There is also a saying that we hate the people that remind us the most of ourselves, or that we hate the traits that remind us of our own bad behaviors. Before I turned 25, I only believed this in the abstract; it didn’t apply to me, because I was perfect. Now, I’m starting to realize this is how I will get most of my feedback from now on – the people in my watertight friend ship (gag).

So, without further ado, lessons I am learning about myself through other people.

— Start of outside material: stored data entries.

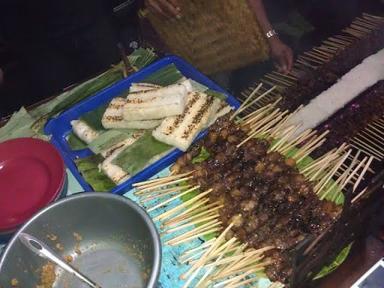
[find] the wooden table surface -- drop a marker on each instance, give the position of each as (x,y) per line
(363,256)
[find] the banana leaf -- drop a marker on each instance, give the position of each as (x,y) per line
(138,59)
(18,126)
(136,156)
(165,76)
(88,167)
(109,138)
(75,142)
(93,118)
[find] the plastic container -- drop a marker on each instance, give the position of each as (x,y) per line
(60,127)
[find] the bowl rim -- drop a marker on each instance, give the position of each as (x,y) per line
(156,264)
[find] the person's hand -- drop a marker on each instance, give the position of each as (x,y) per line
(281,54)
(165,8)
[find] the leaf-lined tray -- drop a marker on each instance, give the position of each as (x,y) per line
(60,127)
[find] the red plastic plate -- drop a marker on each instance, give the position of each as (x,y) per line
(32,174)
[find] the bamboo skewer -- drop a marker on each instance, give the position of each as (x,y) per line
(199,209)
(173,198)
(162,193)
(241,108)
(149,183)
(181,206)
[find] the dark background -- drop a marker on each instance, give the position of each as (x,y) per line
(48,45)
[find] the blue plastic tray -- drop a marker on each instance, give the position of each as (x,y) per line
(60,127)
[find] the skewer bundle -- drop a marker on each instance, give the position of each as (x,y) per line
(316,70)
(224,259)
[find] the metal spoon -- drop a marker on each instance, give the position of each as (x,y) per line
(45,252)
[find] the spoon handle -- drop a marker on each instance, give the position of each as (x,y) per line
(45,252)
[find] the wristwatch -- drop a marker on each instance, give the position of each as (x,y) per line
(271,33)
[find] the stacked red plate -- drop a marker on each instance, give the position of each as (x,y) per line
(32,175)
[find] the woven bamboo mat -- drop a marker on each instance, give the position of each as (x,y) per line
(215,36)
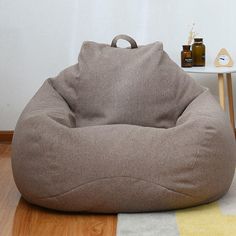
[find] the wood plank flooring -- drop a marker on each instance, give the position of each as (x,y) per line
(19,218)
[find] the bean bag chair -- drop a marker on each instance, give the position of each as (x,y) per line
(123,130)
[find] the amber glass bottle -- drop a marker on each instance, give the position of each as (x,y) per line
(186,56)
(198,52)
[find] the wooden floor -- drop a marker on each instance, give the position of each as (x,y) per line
(19,218)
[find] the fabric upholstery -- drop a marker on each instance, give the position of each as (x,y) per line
(140,86)
(139,148)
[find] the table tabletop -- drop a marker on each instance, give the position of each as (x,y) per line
(210,70)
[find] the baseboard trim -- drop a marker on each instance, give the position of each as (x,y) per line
(6,136)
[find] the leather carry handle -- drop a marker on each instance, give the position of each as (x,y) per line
(125,37)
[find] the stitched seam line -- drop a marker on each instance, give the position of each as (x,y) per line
(104,178)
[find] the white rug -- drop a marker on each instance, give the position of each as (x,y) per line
(214,219)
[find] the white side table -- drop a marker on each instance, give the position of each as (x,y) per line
(221,72)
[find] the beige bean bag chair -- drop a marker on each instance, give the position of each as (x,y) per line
(123,130)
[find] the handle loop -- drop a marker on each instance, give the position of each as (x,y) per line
(125,37)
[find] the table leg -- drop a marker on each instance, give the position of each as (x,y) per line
(221,90)
(230,98)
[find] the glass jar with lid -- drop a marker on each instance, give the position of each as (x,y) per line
(186,56)
(198,52)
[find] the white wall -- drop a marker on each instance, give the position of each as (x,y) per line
(40,38)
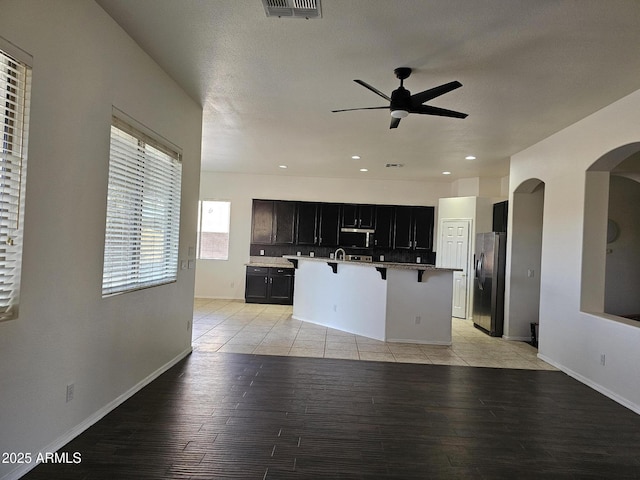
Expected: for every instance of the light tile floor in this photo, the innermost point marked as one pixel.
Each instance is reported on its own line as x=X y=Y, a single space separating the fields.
x=233 y=326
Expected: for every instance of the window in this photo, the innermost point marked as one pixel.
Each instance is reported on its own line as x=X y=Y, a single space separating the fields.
x=213 y=229
x=15 y=79
x=143 y=212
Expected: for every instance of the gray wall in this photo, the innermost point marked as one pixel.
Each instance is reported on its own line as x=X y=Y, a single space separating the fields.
x=622 y=278
x=83 y=64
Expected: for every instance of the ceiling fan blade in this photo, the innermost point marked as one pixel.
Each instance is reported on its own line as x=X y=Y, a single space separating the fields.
x=429 y=110
x=363 y=108
x=420 y=98
x=373 y=89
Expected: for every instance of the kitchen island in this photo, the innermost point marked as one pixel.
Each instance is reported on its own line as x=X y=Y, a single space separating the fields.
x=393 y=302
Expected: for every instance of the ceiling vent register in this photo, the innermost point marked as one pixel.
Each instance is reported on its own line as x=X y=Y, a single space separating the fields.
x=293 y=8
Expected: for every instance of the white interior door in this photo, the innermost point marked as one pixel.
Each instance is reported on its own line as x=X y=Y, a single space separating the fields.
x=454 y=253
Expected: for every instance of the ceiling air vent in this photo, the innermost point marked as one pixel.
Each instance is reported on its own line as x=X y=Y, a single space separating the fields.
x=293 y=8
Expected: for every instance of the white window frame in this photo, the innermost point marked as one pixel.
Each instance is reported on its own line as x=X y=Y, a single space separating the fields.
x=15 y=83
x=143 y=209
x=199 y=252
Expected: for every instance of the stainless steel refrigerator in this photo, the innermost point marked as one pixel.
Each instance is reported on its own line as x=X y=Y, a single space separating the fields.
x=488 y=294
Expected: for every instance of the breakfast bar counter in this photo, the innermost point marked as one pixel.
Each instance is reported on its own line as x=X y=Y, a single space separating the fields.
x=394 y=302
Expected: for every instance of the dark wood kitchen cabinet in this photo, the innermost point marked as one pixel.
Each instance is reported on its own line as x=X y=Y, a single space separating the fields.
x=269 y=285
x=329 y=224
x=284 y=222
x=307 y=218
x=413 y=228
x=273 y=222
x=262 y=221
x=358 y=216
x=384 y=227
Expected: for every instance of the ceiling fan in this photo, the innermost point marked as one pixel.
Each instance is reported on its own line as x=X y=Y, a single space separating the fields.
x=402 y=103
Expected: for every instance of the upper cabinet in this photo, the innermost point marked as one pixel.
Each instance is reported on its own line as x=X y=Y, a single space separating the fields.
x=329 y=224
x=358 y=216
x=262 y=221
x=279 y=222
x=273 y=222
x=307 y=218
x=383 y=236
x=413 y=228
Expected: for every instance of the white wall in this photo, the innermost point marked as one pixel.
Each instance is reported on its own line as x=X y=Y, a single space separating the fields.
x=83 y=63
x=623 y=254
x=569 y=338
x=225 y=279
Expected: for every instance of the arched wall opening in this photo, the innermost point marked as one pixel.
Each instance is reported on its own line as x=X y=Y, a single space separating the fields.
x=611 y=242
x=523 y=295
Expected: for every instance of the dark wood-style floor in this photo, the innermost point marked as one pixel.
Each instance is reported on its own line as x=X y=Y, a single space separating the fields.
x=234 y=416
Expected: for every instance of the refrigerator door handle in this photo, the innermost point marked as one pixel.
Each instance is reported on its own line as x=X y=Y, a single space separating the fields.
x=479 y=271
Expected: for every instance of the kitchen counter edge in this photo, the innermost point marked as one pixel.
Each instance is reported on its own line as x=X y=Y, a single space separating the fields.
x=396 y=265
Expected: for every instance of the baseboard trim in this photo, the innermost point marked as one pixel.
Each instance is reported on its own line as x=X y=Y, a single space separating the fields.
x=516 y=339
x=61 y=441
x=418 y=342
x=596 y=386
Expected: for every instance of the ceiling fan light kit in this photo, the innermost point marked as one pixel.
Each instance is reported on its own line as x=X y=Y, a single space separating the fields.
x=402 y=103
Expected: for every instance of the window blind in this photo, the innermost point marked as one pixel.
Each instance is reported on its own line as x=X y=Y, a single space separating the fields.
x=143 y=212
x=15 y=80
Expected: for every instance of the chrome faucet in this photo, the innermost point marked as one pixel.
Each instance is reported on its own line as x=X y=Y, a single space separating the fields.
x=338 y=250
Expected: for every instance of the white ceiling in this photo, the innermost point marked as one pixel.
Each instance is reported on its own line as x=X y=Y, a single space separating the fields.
x=268 y=85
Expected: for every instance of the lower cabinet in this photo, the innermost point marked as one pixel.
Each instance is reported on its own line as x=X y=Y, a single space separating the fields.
x=269 y=285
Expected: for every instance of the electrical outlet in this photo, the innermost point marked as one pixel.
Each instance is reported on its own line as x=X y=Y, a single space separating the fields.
x=70 y=389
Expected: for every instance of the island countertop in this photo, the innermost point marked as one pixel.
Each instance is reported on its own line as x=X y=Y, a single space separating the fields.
x=386 y=301
x=396 y=265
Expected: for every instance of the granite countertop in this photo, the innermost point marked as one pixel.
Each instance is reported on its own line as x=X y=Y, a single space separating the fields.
x=274 y=262
x=396 y=265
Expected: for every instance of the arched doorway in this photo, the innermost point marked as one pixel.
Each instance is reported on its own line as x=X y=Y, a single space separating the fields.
x=611 y=255
x=522 y=295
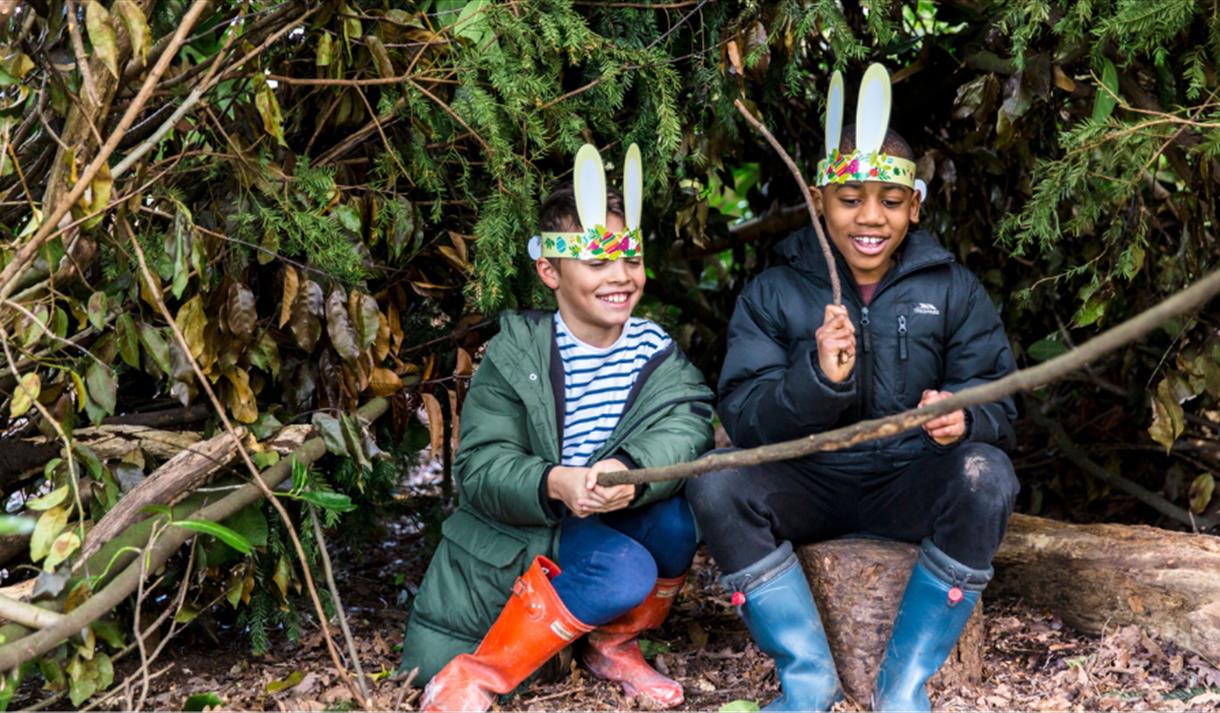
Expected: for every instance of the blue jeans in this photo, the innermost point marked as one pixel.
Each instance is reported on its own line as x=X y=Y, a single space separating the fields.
x=610 y=563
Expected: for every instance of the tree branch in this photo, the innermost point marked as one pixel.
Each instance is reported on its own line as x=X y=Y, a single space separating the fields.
x=122 y=585
x=27 y=252
x=1132 y=488
x=836 y=288
x=1025 y=380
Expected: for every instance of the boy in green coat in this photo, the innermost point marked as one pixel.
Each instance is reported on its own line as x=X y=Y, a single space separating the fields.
x=538 y=554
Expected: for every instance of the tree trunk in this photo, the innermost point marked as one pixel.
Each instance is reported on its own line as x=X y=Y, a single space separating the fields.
x=858 y=585
x=1098 y=576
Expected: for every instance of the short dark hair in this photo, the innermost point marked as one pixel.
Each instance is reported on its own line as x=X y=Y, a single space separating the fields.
x=893 y=144
x=559 y=214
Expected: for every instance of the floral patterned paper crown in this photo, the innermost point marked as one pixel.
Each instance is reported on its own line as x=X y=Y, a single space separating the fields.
x=866 y=162
x=594 y=242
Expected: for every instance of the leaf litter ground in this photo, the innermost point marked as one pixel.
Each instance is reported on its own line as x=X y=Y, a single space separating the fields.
x=1032 y=661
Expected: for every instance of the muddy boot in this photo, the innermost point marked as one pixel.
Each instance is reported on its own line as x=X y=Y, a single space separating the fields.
x=533 y=626
x=936 y=606
x=613 y=650
x=774 y=598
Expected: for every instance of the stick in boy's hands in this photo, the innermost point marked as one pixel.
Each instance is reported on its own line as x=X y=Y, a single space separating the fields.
x=948 y=429
x=836 y=343
x=571 y=486
x=608 y=498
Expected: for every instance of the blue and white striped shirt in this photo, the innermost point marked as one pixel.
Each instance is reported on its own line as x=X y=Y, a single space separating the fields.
x=597 y=382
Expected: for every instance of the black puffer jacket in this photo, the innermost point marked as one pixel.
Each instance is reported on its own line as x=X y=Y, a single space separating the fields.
x=930 y=325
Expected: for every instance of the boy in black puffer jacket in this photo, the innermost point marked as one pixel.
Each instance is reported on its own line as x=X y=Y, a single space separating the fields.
x=914 y=327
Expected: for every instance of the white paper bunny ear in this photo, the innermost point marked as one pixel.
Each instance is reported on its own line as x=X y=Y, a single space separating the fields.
x=872 y=110
x=833 y=112
x=632 y=186
x=589 y=183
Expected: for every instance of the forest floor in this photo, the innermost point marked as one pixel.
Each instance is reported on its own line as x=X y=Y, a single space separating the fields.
x=1032 y=661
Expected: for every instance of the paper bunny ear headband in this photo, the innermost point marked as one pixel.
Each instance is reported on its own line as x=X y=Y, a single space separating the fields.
x=866 y=162
x=594 y=242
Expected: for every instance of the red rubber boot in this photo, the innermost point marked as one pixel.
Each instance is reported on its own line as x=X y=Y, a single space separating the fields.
x=613 y=651
x=533 y=626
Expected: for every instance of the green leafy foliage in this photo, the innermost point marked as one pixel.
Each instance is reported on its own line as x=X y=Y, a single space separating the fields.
x=330 y=221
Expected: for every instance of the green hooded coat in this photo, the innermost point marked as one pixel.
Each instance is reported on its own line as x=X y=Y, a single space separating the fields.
x=510 y=438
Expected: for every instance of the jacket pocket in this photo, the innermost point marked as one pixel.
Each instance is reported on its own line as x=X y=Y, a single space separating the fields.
x=488 y=542
x=902 y=326
x=471 y=574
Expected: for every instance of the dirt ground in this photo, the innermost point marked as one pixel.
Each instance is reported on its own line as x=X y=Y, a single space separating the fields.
x=1032 y=661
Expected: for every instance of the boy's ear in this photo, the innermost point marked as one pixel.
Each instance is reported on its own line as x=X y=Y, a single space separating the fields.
x=547 y=272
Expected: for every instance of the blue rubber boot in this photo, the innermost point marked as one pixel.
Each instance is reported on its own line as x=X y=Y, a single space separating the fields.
x=774 y=598
x=940 y=597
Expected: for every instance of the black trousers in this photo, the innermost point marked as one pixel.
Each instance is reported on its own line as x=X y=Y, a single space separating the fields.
x=960 y=498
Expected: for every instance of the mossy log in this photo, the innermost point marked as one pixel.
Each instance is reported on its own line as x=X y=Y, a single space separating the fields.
x=1102 y=576
x=858 y=585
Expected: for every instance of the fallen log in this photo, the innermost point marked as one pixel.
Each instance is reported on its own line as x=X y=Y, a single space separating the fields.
x=122 y=584
x=858 y=585
x=188 y=469
x=181 y=475
x=1103 y=576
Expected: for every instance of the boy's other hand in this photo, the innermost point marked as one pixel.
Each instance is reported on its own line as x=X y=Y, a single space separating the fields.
x=609 y=498
x=836 y=343
x=948 y=429
x=569 y=485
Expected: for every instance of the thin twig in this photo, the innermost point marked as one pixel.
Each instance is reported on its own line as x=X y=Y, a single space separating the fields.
x=81 y=56
x=121 y=585
x=27 y=252
x=136 y=624
x=338 y=602
x=836 y=288
x=1186 y=300
x=450 y=111
x=154 y=288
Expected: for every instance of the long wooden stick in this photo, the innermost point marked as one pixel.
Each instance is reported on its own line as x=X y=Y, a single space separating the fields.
x=836 y=288
x=1025 y=380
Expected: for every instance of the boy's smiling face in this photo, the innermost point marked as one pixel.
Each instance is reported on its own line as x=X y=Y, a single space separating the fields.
x=868 y=222
x=595 y=297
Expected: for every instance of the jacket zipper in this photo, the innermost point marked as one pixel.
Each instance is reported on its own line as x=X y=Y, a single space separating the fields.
x=866 y=365
x=902 y=337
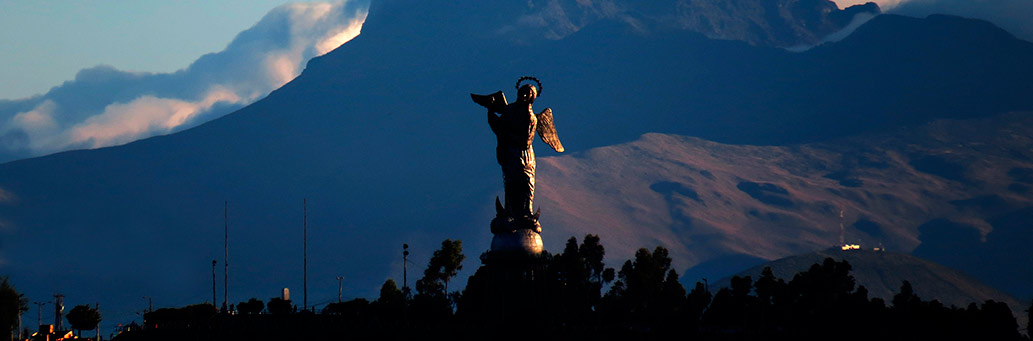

1) People don’t respect your boundaries. They apply their boundaries to you. This goes for personal space, intimacy, feelings, etc. Don’t expect people to guess your boundaries. You will have to tell them.
2) Subtlety rarely works. You may hint, gesture, glare, whatever, but if you don’t tell people what you want, that is all the out that many people need. You may feel like you are being rude or condescending, but it is the only option with some people. And you won’t hurt their feelings because everyone has to treat them this way.
3) Passive-aggression is easy, but wrong.
4) Not having an opinion doesn’t always make you easy-going. Sometimes people will think you are dispassionate or lazy. I am slowly learning that “it doesn’t matter to me” doesn’t tell someone I’m a team player. It tells them I’m happy on the bench.
5) Only your significant other should have to fake an interest in your interests. Don’t ask your friends to do it; they won’t care. (Note to self: stop buying books as presents unless I’ve actually seen someone in the throes of novel reading).
6) If you are the only person bringing up a subject, no one else is interested. For me, this happens when I am trying to get something done that other people don’t care about. You can bring a subject up twice. If all you get is a “yeah” or “that’s interesting” no one else cares.
7) If you are a type A person who feels compelled to plan things, do not think that others will “just” reciprocate. If you always put things together, it doesn’t inspire others to work; it just enables them to not work. They will not change unless you let an event fall totally on its face (passive-aggression) or if you actually tell them that you feel burdened and would like help (see number 2). Otherwise, embrace the cliché that a good deed is its own reward.
8) If you tell people things are fine when they aren’t, but complain, people won’t understand your emotional shift and they may chalk it up as whining. Make your case as clear as possible. This realization comes from my business class about attribution error as well, not just the people I know. We assume things happen to people for internal reasons, rather than external. If you don’t let people know what the external stuff is, humans (by nature) will assume you just can’t get your shit together.
9) Change is rare. Situations will often repeat themselves. It is pointless to waste energy railing against fundamentally broken things. I am still learning to choose good battles.
10) Politeness can be misconstrued.
11) Assertiveness is the most important thing a woman can master.
12) There is a fine line between confidence and self-aggrandizement.

This list is not exhaustive. I may continue on, but this has been weighing on me for a while, and I needed to get this out.